Emas (XAU/USD) melaporkan penurunan 0,30 persen di Asia karena greenback dalam penawaran beli yang solid mendekati level tertinggi 4,5 bulan.

Pada saat penulisan, logam kuning berpindah tangan pada $ 1,312/Oz dan indeks dolar, yang melacak nilai greenback terhadap mata uang utama, melayang 93,20 - level yang terakhir terlihat pada 20 Desember.

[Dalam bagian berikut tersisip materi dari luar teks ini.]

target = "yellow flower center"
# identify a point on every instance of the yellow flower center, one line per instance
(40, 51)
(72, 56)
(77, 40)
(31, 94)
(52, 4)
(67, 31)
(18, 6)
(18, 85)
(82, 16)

Perlu dicatat bahwa dolar tetap dalam tawaran beli meskipun kesepakatan Iran gagal dan pembaruan sanksi terhadap produsen minyak terbesar ketiga OPEC. Ketahanan dolar dapat dikaitkan dengan spekulasi bahwa ketegangan Iran dan rally minyak yang dihasilkan dapat meningkatkan inflasi dan memaksa The Fed untuk menaikkan suku bunga lebih cepat.

Namun, prospek inflasi yang lebih tinggi tidak membantu emas - lindung nilai inflasi klasik. Jadi, tawaran beli logam safe haven naik jika pasar ekuitas mengubah risk-averse pada kegagalan kesepakatan Iran.

Selanjutnya, logam menciptakan candle long legged doji pada support MA 200 hari kemarin, sehingga menetapkan rata-rata bergerak jangka panjang sebagai tingkat support utama.

Level Utama

Penembusan di bawah $1,306 (MA 200 hari) akan mengekspos support psikologis $1,300. Penutupan di bawah level tersebut dapat memicu pelepasan posisi long, yang mengarah ke penurunan cepat ke MA 100 minggu yang terlihat pada $1,277.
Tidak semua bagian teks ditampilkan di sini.